If you ask anyone, “what is money?” they can point to a dollar bill, but not define money itself. It’s become so complicated that economists debate what to include in the measure of the money supply. Most don’t believe that gold is money. Nevertheless, gold still behaves as money even though governments have banished it from the monetary system.
Money is a powerful means that evolved over countless millennia. Early humans began by subsisting, each limited to what he could produce on his own. Slowly, they learned how to make better tools. As a result, they had extra goods to trade. In this new era, each individual exchanges his products for things he can’t make. Trade allows people to specialize and everyone becomes better at making certain things.
Suppose Orr the moccasin maker and Arg the fisherman lived in those days. Arg loses his moccasins in the river, so he goes to Orr for new ones. They make a deal and Orr accepts five fish in exchange for a pair of moccasins. They are both happy with this trade today. What happens tomorrow?
Orr gets hungry. He goes to Arg, but the fisherman doesn’t need another pair of moccasins. He says to Orr, “I’ll trade you one fish for five pairs of moccasins.” Is Arg greedy? Do they need a Moccasin and Fish Exchange Commission (MFEC)?
If Arg takes the moccasins, he’ll have to keep them for a long time, waiting until a fish customer happens to want moccasins by coincidence.
Moccasins are more valuable than fish, but less marketable. Everyone must eat every day, but they don’t need a new pair of moccasins so often. This problem impacts, most of all, our friend Orr, who is still hungry.
Orr decides to expand his trading beyond producers of goods that he wants. He targets anyone who needs moccasins. What does he want in exchange? He accepts a more marketable good than moccasins such as salt, a food preservative.

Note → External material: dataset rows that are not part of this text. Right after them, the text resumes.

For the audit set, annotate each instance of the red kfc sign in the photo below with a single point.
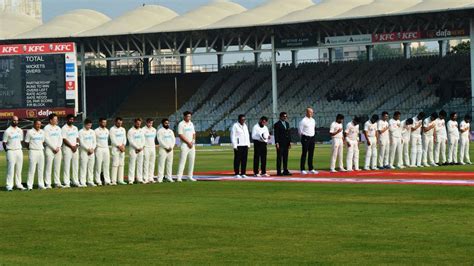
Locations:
(396, 36)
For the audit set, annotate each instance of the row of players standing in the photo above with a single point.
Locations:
(88, 152)
(429, 139)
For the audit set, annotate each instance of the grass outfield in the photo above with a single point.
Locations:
(227, 222)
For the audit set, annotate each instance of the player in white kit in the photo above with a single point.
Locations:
(12, 139)
(370, 133)
(166, 140)
(429, 135)
(70, 135)
(102, 153)
(136, 138)
(441, 139)
(415, 140)
(352, 140)
(34, 141)
(53, 154)
(453, 138)
(187, 134)
(118, 140)
(465, 129)
(88, 143)
(149, 152)
(337, 135)
(384, 141)
(396, 142)
(406, 125)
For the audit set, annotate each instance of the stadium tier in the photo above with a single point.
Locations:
(351, 88)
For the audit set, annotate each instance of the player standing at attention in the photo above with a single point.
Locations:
(118, 140)
(88, 143)
(54, 141)
(429, 135)
(352, 140)
(240, 138)
(415, 140)
(166, 140)
(441, 139)
(260, 137)
(384, 141)
(337, 135)
(34, 141)
(465, 129)
(370, 132)
(396, 145)
(149, 152)
(12, 139)
(136, 138)
(453, 138)
(70, 135)
(406, 125)
(102, 153)
(307, 131)
(187, 135)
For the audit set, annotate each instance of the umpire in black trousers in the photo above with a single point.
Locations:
(283, 143)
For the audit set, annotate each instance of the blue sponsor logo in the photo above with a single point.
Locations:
(70, 67)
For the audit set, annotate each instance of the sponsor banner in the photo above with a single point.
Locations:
(42, 48)
(446, 33)
(396, 36)
(348, 40)
(296, 42)
(35, 113)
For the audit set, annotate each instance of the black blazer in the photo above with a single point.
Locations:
(282, 134)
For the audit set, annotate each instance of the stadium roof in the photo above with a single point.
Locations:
(220, 14)
(12, 24)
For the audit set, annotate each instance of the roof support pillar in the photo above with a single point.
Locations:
(407, 50)
(370, 52)
(443, 48)
(274, 81)
(472, 65)
(294, 58)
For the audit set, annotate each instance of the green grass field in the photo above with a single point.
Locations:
(239, 222)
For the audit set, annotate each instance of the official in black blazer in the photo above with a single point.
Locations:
(283, 143)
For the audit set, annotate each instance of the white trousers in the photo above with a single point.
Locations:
(102, 164)
(149, 164)
(416, 150)
(14, 164)
(428, 146)
(440, 148)
(406, 151)
(136, 163)
(384, 152)
(186, 154)
(353, 155)
(371, 154)
(464, 150)
(453, 150)
(87, 167)
(70, 158)
(52, 160)
(337, 153)
(165, 161)
(396, 149)
(36, 162)
(118, 163)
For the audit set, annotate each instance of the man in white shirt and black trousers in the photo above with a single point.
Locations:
(307, 131)
(240, 138)
(260, 138)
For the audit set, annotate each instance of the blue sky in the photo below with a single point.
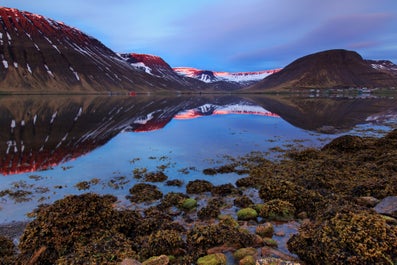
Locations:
(230, 35)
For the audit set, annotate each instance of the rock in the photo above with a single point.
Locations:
(130, 262)
(247, 260)
(270, 242)
(275, 261)
(243, 201)
(388, 206)
(189, 204)
(158, 260)
(280, 233)
(278, 210)
(247, 214)
(143, 192)
(243, 252)
(213, 259)
(265, 230)
(367, 201)
(228, 220)
(271, 252)
(221, 249)
(198, 186)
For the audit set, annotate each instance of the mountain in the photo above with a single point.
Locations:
(327, 69)
(41, 132)
(244, 78)
(156, 67)
(38, 54)
(384, 66)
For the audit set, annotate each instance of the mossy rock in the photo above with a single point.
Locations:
(228, 220)
(247, 260)
(189, 204)
(224, 190)
(143, 192)
(277, 210)
(346, 143)
(270, 242)
(304, 200)
(163, 242)
(247, 214)
(212, 210)
(157, 260)
(243, 202)
(7, 247)
(198, 186)
(213, 259)
(202, 238)
(265, 230)
(74, 226)
(243, 252)
(346, 238)
(172, 199)
(174, 182)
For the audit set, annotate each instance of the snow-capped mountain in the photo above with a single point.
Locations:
(384, 66)
(242, 107)
(38, 54)
(212, 76)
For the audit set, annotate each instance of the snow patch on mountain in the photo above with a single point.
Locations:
(210, 109)
(211, 76)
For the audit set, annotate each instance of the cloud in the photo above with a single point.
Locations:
(230, 35)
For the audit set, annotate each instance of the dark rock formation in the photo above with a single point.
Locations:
(327, 69)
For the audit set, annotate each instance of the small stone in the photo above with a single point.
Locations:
(367, 201)
(247, 260)
(189, 204)
(158, 260)
(213, 259)
(243, 252)
(247, 214)
(388, 206)
(130, 262)
(280, 233)
(270, 242)
(265, 230)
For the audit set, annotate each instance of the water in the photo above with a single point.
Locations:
(50, 144)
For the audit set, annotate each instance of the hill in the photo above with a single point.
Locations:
(327, 69)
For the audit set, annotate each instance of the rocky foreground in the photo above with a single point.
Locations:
(343, 197)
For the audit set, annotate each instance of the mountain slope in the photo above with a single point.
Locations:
(243, 78)
(40, 54)
(327, 69)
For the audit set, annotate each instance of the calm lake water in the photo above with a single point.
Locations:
(50, 144)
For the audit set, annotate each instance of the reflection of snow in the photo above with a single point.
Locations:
(145, 119)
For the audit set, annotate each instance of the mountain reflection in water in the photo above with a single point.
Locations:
(41, 132)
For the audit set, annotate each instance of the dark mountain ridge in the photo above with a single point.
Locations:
(38, 54)
(328, 69)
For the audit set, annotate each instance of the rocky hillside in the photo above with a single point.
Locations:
(38, 54)
(328, 69)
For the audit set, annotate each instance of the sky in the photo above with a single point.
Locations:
(230, 35)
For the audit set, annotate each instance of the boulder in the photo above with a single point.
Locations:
(388, 206)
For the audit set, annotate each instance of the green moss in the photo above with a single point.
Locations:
(189, 204)
(247, 260)
(265, 230)
(270, 242)
(198, 186)
(143, 192)
(243, 252)
(347, 238)
(213, 259)
(277, 210)
(247, 214)
(157, 260)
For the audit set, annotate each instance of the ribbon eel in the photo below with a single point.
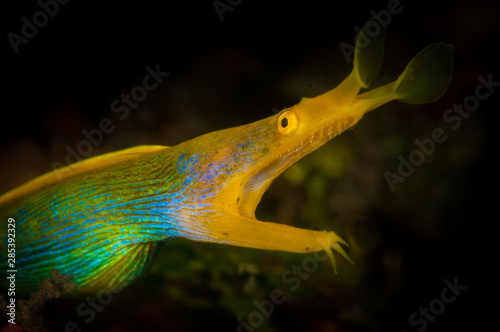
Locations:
(103, 220)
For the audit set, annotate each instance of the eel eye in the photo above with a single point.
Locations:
(287, 122)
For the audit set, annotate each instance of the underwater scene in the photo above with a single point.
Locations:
(230, 165)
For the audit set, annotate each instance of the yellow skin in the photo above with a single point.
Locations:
(101, 219)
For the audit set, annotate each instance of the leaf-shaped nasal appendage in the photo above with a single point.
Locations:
(369, 51)
(427, 76)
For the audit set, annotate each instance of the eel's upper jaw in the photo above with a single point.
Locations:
(309, 137)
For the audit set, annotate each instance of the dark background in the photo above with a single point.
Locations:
(261, 58)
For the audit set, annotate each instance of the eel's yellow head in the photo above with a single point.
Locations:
(264, 149)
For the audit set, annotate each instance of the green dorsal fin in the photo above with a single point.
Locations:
(83, 166)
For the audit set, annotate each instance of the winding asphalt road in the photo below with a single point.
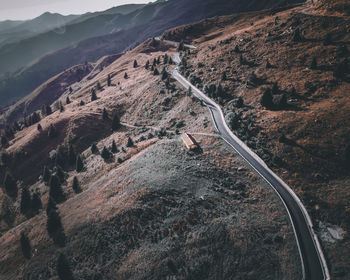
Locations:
(313, 262)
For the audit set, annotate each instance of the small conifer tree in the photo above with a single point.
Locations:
(25, 201)
(93, 94)
(52, 131)
(56, 192)
(64, 271)
(51, 206)
(36, 203)
(114, 148)
(71, 155)
(10, 185)
(130, 142)
(105, 114)
(79, 166)
(25, 246)
(75, 185)
(105, 154)
(94, 149)
(115, 122)
(46, 174)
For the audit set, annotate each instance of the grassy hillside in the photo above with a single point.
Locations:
(284, 79)
(153, 210)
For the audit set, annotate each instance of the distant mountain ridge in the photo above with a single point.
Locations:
(14, 31)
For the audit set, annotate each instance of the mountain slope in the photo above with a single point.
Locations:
(283, 80)
(14, 56)
(153, 210)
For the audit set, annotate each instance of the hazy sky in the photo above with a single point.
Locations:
(27, 9)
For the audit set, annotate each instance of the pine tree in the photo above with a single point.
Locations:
(25, 201)
(36, 203)
(71, 155)
(39, 127)
(181, 46)
(46, 110)
(56, 192)
(25, 246)
(79, 164)
(130, 143)
(53, 223)
(61, 156)
(60, 173)
(166, 58)
(114, 148)
(75, 185)
(10, 186)
(94, 149)
(46, 174)
(3, 141)
(164, 74)
(189, 91)
(224, 76)
(115, 122)
(63, 268)
(313, 63)
(267, 99)
(55, 229)
(105, 154)
(105, 114)
(93, 94)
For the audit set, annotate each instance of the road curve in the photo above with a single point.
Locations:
(313, 262)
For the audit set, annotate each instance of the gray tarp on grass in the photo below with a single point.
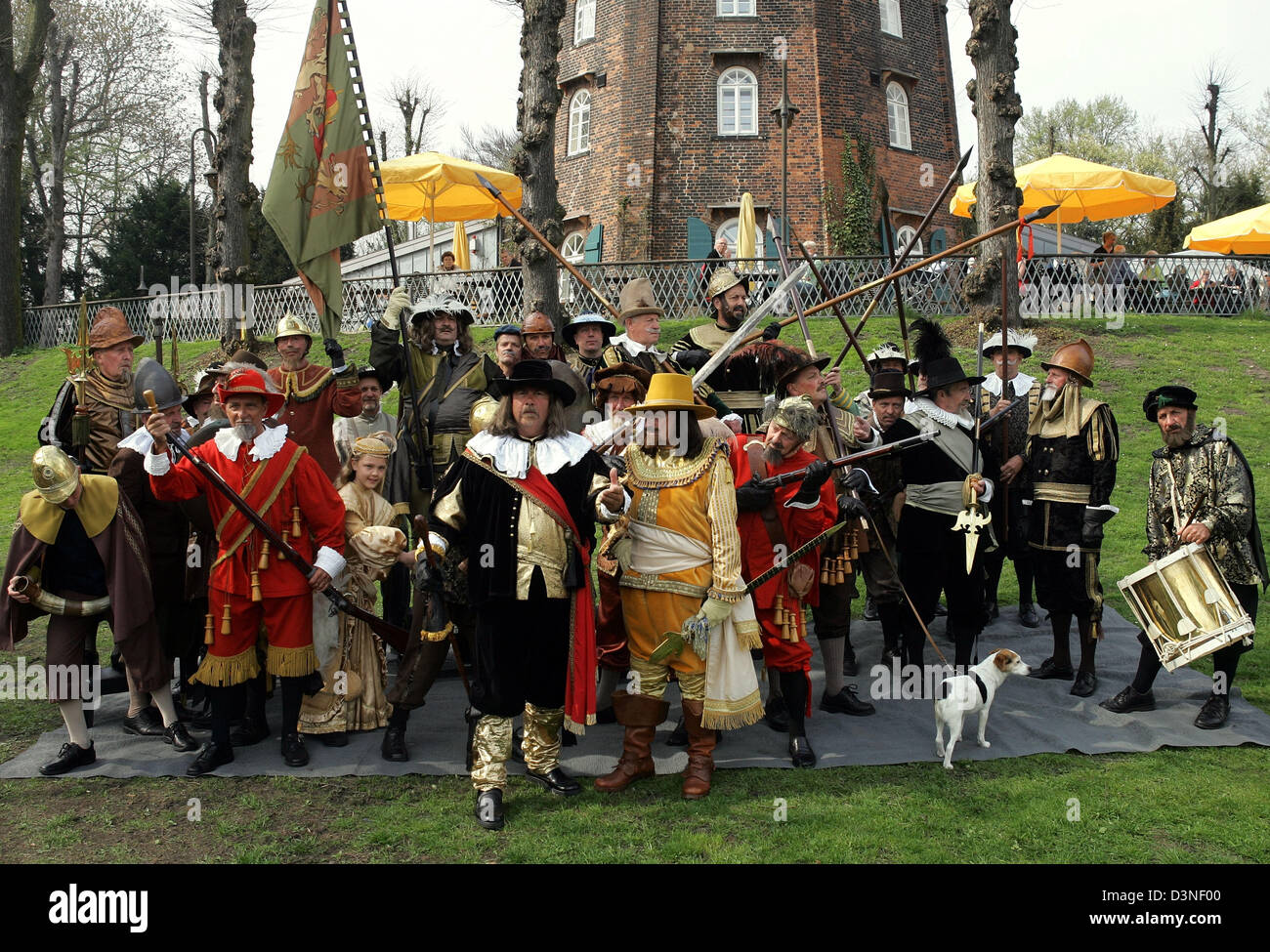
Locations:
(1028, 718)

When he needs something like a knife, he doesn’t offer his moccasins. Orr offers salt.
By using salt as a means of trade, Orr has discovered money.

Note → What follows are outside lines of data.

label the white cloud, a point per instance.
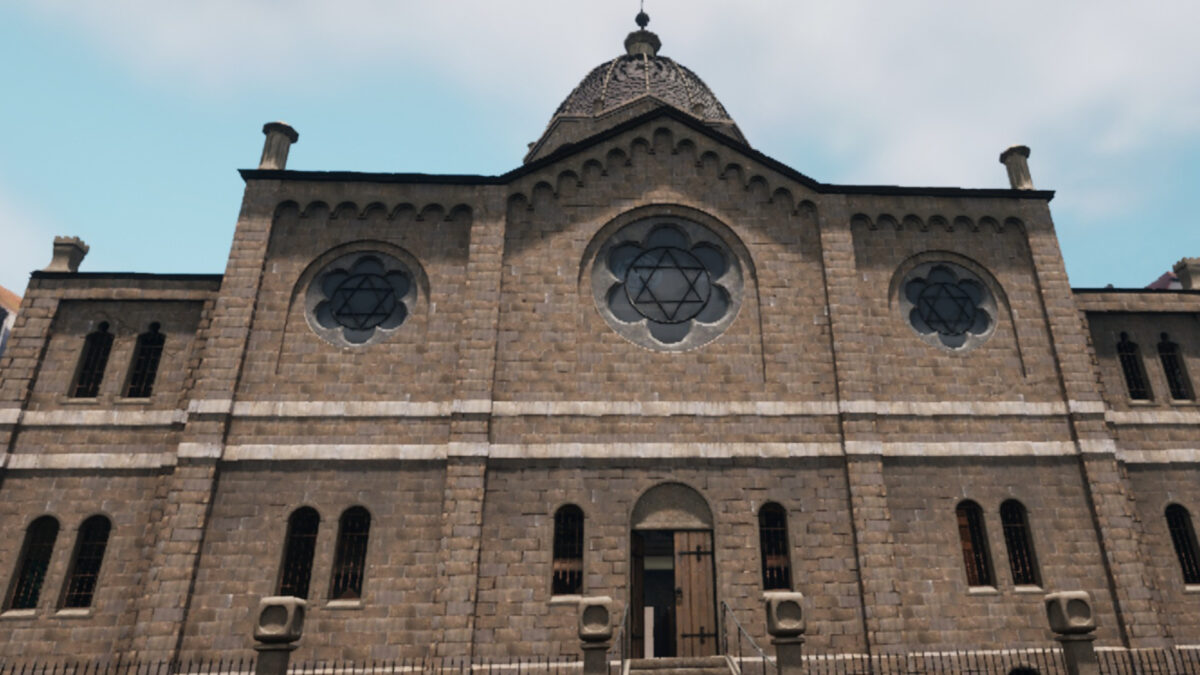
(25, 243)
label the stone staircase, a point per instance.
(681, 665)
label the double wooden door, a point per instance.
(684, 616)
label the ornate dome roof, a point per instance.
(640, 75)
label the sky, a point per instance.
(124, 121)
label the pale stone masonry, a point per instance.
(892, 353)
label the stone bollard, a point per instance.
(1074, 625)
(279, 627)
(280, 137)
(786, 625)
(595, 633)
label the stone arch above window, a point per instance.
(672, 506)
(973, 539)
(35, 560)
(1019, 542)
(1133, 369)
(85, 562)
(351, 555)
(568, 555)
(299, 547)
(777, 567)
(93, 362)
(1179, 523)
(667, 282)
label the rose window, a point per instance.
(667, 284)
(360, 298)
(948, 305)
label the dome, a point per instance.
(611, 93)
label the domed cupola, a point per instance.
(634, 83)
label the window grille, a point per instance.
(568, 566)
(35, 559)
(777, 568)
(89, 553)
(298, 551)
(1020, 548)
(93, 362)
(1133, 370)
(349, 560)
(1179, 521)
(975, 544)
(1173, 365)
(145, 363)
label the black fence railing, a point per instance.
(1003, 662)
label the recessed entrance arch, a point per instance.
(672, 585)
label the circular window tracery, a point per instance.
(666, 284)
(948, 305)
(360, 298)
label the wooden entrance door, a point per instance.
(695, 602)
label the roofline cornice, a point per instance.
(661, 112)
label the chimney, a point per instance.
(1015, 159)
(280, 137)
(1188, 272)
(69, 252)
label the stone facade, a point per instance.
(505, 394)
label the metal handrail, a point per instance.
(727, 611)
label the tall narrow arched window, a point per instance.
(1131, 366)
(89, 553)
(975, 544)
(91, 363)
(351, 557)
(1179, 521)
(1020, 547)
(35, 559)
(145, 363)
(568, 566)
(298, 551)
(777, 568)
(1173, 365)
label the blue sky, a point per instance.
(125, 121)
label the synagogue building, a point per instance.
(651, 363)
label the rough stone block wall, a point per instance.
(105, 629)
(937, 608)
(244, 549)
(519, 616)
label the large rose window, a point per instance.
(948, 305)
(360, 298)
(667, 284)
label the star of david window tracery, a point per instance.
(948, 304)
(667, 284)
(360, 298)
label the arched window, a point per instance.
(35, 559)
(93, 362)
(1173, 365)
(298, 551)
(1020, 547)
(145, 363)
(1133, 370)
(1179, 521)
(568, 566)
(975, 544)
(351, 557)
(777, 568)
(89, 553)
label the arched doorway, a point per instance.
(672, 589)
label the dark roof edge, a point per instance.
(131, 275)
(663, 111)
(1147, 291)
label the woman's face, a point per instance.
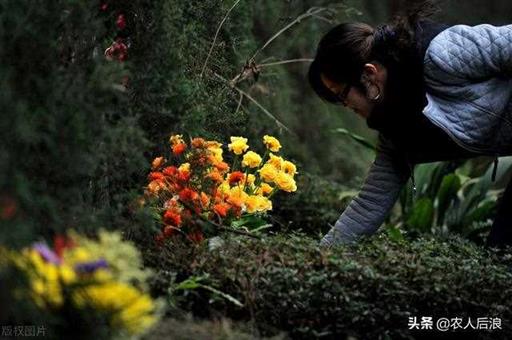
(355, 99)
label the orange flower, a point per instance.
(187, 195)
(236, 177)
(184, 175)
(157, 163)
(221, 166)
(170, 171)
(205, 200)
(198, 143)
(153, 176)
(172, 217)
(169, 230)
(221, 209)
(179, 148)
(215, 176)
(155, 186)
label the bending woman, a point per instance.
(433, 92)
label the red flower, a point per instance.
(121, 22)
(170, 171)
(169, 230)
(117, 51)
(159, 239)
(184, 176)
(179, 148)
(196, 236)
(236, 177)
(221, 166)
(198, 143)
(187, 195)
(172, 217)
(155, 175)
(221, 209)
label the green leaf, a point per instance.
(422, 215)
(250, 222)
(395, 234)
(448, 189)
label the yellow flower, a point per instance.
(250, 179)
(176, 139)
(184, 167)
(224, 188)
(252, 203)
(238, 145)
(237, 196)
(289, 168)
(276, 161)
(285, 182)
(268, 172)
(257, 203)
(130, 308)
(264, 189)
(216, 154)
(264, 203)
(251, 159)
(67, 274)
(157, 163)
(271, 143)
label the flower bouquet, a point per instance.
(95, 286)
(195, 192)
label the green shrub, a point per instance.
(368, 290)
(70, 148)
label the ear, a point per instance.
(370, 72)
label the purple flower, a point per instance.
(90, 267)
(46, 253)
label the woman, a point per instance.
(433, 92)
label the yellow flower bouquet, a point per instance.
(195, 192)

Arg, too, is better off getting salt in exchange for his fish. Why? He needs salt every day and he knows that everyone else does too. Salt is in constant demand and so it’s highly marketable.
Marketability refers to how readily people will accept something in trade. People are reluctant to accept moccasins in trade but are happy to take salt. This has nothing to do with the value of the goods, but with the effort and risk of finding someone who wants them.
The low marketability of fish and especially moccasins is an important factor in the two trades of Orr and Arg. In their first trade, Arg was barefoot so he was willing to trade five fish for only one pair of moccasins. In the second trade, Orr was hungry and so he was willing to exchange five pairs of moccasins for only one fish. When fish are traded for moccasins, there are two different rates of exchange. Whoever has the urgency also has the disadvantage in the trade.
It’s not unique to moccasins and fish. There are two exchange rates with every pair of goods. The difference between these two rates—called the spread—is important to every trader. That’s because the spread causes you to incur a loss.
For example, if you have five fish you can trade them for one pair of moccasins. Then you can trade those moccasins for a small piece of one fish. Trading into and out of moccasins causes almost total losses, due to their wide spread.
That’s why moccasins don’t work as money. To be useful as money, a good must have a narrow spread. The narrower the spread, the less you lose in each trade. The spread in salt is narrower than in moccasins, because salt is more marketable. In fact, salt was used as money for a long time.
It took thousands of years to discover the best good to use as money, the good that is most marketable and thus which has the narrowest spread. Fish is better than moccasins. Salt is better than fish. Gold is the most marketable good of all.
Nothing comes close. This is why gold makes the best money.